Selon les dernières estimations, 14 millions d’enfants et adultes dans le monde apprennent le russe comme langue étrangère, soit 12 fois moins qu’à l’époque de l’Union soviétique. Mais les Russes ne désespèrent pas, et ne baissent pas les bras : outre les programmes déjà en place de promotion du russe à l’international, un nouveau projet ambitieux est actuellement en cours d’élaboration – un réseau de centres culturels de pointe réunis sous le label de l’Institut Pouchkine, qui, à l’instar des Instituts Goethe pour l’allemand ou Cervantès pour l’espagnol, devra permettre au russe de retrouver son ancien prestige sur tous les continents. Le journal en ligne Lenta.ru se penche sur la question et sur l’évolution de l’apprentissage du russe dans le monde au fil du temps.

Crédits: 4bp / Blogspot
Crédits: 4bp / Blogspot

Le russe a atteint le faîte de son expansion à la fin des années 1980, au pic de la puissance de l’Union soviétique. Alors langue officielle de l’ONU, de l’UNESCO, de l’Organisation mondiale de la Santé et de dizaines d’autres organisations supranationales, le russe était parlé par près de 350 millions de personnes.

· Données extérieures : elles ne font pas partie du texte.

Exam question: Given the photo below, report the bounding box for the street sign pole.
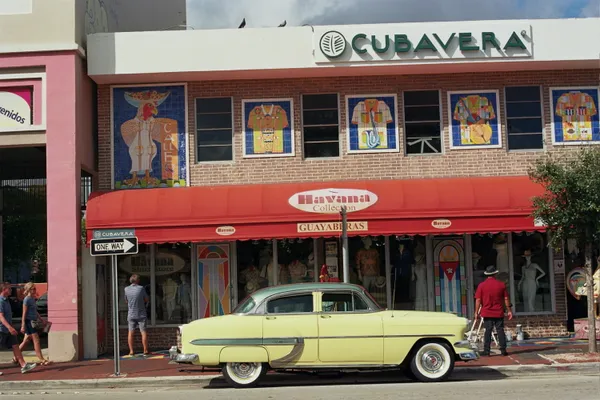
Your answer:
[90,235,138,377]
[340,205,350,283]
[111,255,121,377]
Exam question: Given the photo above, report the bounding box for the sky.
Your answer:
[187,0,600,29]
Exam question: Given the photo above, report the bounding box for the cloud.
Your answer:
[187,0,600,29]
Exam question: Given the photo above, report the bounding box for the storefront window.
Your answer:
[348,236,387,307]
[390,236,429,311]
[237,240,275,301]
[512,232,552,313]
[471,233,510,293]
[154,243,192,325]
[117,244,154,325]
[117,244,192,325]
[277,239,315,284]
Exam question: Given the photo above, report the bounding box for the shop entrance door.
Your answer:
[433,236,468,317]
[199,244,230,318]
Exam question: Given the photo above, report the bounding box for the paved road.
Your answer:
[1,375,600,400]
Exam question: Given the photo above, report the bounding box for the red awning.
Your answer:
[86,176,544,243]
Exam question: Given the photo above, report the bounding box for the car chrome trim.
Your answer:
[169,354,198,364]
[458,351,479,361]
[190,334,455,346]
[190,337,306,346]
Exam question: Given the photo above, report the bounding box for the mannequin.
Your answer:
[119,275,127,311]
[493,233,508,274]
[288,260,307,283]
[178,274,192,321]
[412,254,428,311]
[356,236,380,288]
[162,277,179,321]
[394,243,414,302]
[518,250,546,312]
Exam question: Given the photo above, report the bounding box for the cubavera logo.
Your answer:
[288,189,378,214]
[319,31,347,58]
[216,226,235,236]
[431,219,452,229]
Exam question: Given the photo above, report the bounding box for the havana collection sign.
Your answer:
[315,24,533,63]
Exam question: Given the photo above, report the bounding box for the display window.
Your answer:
[512,232,553,314]
[390,236,429,311]
[277,239,315,284]
[348,236,387,307]
[117,243,193,326]
[154,243,192,325]
[236,240,276,300]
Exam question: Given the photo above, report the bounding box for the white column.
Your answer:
[465,235,475,316]
[313,238,321,282]
[81,245,98,359]
[272,239,279,285]
[383,236,395,310]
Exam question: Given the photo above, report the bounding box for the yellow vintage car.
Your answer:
[169,283,479,387]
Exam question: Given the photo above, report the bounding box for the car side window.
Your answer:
[267,293,313,314]
[322,292,369,312]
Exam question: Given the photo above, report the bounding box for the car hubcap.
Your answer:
[231,363,258,379]
[421,350,444,374]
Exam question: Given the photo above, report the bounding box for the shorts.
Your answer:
[0,332,19,350]
[127,318,146,332]
[24,319,37,335]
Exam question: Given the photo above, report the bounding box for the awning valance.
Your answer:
[86,176,544,243]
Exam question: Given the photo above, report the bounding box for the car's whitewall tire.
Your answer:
[410,342,454,382]
[223,363,267,388]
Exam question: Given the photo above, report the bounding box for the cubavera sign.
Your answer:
[288,189,378,214]
[314,23,533,63]
[0,87,31,129]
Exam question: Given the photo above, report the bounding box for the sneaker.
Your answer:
[21,363,37,374]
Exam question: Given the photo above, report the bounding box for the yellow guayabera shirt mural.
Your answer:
[555,91,598,142]
[248,104,289,154]
[454,95,496,145]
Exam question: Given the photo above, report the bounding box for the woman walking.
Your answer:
[13,282,50,365]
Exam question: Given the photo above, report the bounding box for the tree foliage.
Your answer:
[529,147,600,248]
[529,146,600,352]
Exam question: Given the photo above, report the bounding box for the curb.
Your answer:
[0,362,600,391]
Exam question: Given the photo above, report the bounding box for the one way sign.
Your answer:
[90,237,138,256]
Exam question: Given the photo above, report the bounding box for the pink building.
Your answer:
[0,0,185,361]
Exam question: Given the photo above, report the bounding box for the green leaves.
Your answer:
[529,146,600,248]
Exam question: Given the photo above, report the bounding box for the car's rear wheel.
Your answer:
[410,342,454,382]
[223,363,267,388]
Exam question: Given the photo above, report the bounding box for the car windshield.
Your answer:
[232,296,256,314]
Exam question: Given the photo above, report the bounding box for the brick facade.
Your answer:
[98,69,600,340]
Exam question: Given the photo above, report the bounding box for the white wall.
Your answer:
[0,0,76,53]
[88,18,600,79]
[75,0,186,44]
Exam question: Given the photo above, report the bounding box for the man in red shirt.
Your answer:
[475,265,512,356]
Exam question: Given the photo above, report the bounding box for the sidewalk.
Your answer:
[0,342,600,390]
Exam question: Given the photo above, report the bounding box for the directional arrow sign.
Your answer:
[90,237,138,256]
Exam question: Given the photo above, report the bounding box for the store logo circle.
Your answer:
[319,31,347,58]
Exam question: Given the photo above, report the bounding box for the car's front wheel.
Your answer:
[223,363,267,388]
[410,342,454,382]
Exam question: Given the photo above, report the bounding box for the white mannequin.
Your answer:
[493,233,508,274]
[162,277,179,321]
[412,254,428,311]
[356,236,379,290]
[518,250,546,312]
[119,275,127,311]
[177,274,192,319]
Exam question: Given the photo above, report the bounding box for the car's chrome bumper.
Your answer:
[169,346,198,364]
[454,340,479,361]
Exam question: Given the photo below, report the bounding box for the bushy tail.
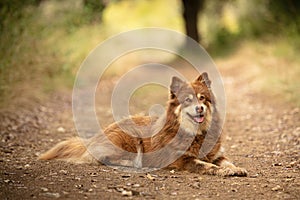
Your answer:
[39,137,93,163]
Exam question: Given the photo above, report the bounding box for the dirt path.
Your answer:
[0,60,300,199]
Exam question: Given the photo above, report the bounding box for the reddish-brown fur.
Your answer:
[39,73,247,176]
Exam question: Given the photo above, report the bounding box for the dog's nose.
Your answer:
[195,106,204,113]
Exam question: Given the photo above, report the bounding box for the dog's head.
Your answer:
[170,72,215,134]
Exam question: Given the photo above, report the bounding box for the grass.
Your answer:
[0,0,300,107]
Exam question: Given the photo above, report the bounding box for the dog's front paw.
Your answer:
[218,167,248,176]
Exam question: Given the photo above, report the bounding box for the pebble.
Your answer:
[43,192,60,198]
[41,187,49,192]
[57,127,66,133]
[122,190,133,197]
[132,183,141,188]
[171,192,177,196]
[271,185,281,191]
[59,169,68,175]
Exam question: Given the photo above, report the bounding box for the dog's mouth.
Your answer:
[187,113,205,124]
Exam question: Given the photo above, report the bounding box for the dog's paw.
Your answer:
[217,167,248,176]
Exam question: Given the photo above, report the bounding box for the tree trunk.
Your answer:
[182,0,205,42]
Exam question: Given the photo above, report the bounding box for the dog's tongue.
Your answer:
[194,116,204,123]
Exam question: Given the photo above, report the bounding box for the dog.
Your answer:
[39,72,247,176]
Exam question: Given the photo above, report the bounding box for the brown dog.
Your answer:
[39,73,247,176]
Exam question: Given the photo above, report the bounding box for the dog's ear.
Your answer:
[195,72,211,88]
[170,76,186,98]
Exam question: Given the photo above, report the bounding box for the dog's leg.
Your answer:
[170,157,247,176]
[213,156,247,176]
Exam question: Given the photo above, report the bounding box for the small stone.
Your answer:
[171,192,177,196]
[192,182,200,189]
[4,179,11,183]
[41,187,49,192]
[272,185,281,191]
[273,163,282,166]
[146,174,155,181]
[59,169,68,175]
[132,183,141,188]
[57,127,66,133]
[250,174,259,178]
[121,174,131,178]
[122,190,133,197]
[43,192,60,198]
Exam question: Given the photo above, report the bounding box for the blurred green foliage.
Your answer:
[0,0,300,107]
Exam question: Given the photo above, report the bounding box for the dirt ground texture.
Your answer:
[0,57,300,199]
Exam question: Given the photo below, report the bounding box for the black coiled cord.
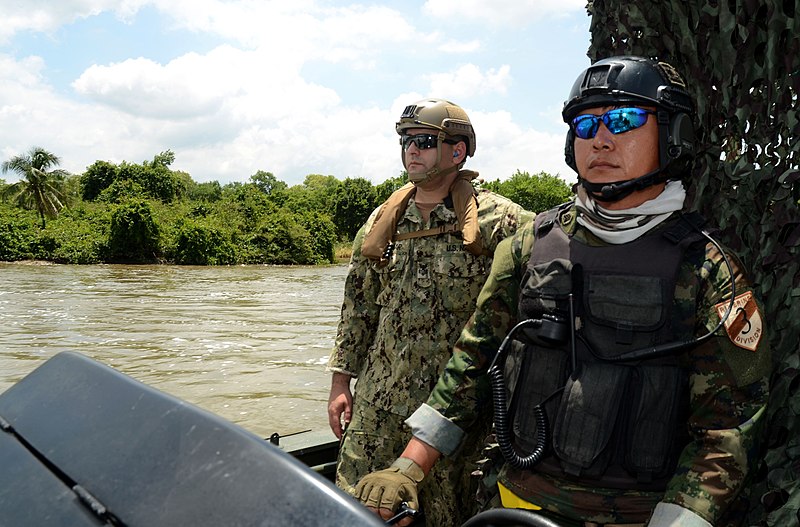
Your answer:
[488,319,549,469]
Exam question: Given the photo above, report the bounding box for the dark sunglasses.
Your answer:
[400,134,458,150]
[570,108,656,139]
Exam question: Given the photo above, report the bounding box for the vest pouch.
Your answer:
[582,273,672,358]
[518,258,572,338]
[553,362,630,478]
[624,366,684,482]
[505,341,568,455]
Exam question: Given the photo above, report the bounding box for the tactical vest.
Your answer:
[505,208,705,490]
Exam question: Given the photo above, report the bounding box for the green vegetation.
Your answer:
[0,148,571,265]
[2,146,67,228]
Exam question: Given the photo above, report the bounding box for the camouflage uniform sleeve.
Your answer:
[406,224,533,455]
[662,244,771,524]
[326,217,380,377]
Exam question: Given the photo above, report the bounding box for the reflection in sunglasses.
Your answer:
[570,108,656,139]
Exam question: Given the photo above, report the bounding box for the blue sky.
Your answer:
[0,0,590,185]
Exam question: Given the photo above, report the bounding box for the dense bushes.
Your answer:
[0,159,570,265]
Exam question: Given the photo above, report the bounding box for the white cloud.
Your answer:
[439,40,482,54]
[428,64,512,100]
[423,0,586,27]
[0,0,150,43]
[0,0,588,188]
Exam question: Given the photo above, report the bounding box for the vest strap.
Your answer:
[394,223,461,241]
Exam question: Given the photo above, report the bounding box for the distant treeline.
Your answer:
[0,148,572,265]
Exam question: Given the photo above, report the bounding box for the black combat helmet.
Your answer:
[561,56,694,201]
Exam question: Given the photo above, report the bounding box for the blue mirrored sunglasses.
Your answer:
[571,108,656,139]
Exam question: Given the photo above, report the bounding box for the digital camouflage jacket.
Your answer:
[328,190,533,417]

L’apprentissage du russe – comme langue du principal ennemi potentiel – s’est renforcé en Occident à partir de la fin des années 1940. On en a alors introduit l’enseignement au programme de 38 universités américaines et de toutes les grandes écoles canadiennes, il était étudié dans absolument tous les pays d’Europe occidentale. Comme langue de l’allié, on a commencé d’apprendre le russe à compter de la fin des années 1950 en Asie sud-orientale, au Proche-Orient et en Afrique. À la veille de l’effondrement de l’URSS, près de 24 millions d’écoliers dans 91 pays du monde apprenaient le russe comme langue étrangère. Le russe était une discipline universitaire en soi dans 36 pays et constituait la principale spécialité de plus d’un million d’étudiants.

La perte de son statut de grande puissance a signifié également, pour la Russie, une baisse de l’intérêt pour sa langue. Au cours des 15 années qui ont suivi 1991, le nombre d’individus qui le parlaient est passé de 350 à 270-280 millions. La disparition du russe des programmes pédagogiques est encore plus significative. En France, par exemple, 28 500 collégiens et étudiants apprenaient le russe en 1985. En 2003, selon les données officielles, ils étaient dix fois moins, soit un peu moins de 2000.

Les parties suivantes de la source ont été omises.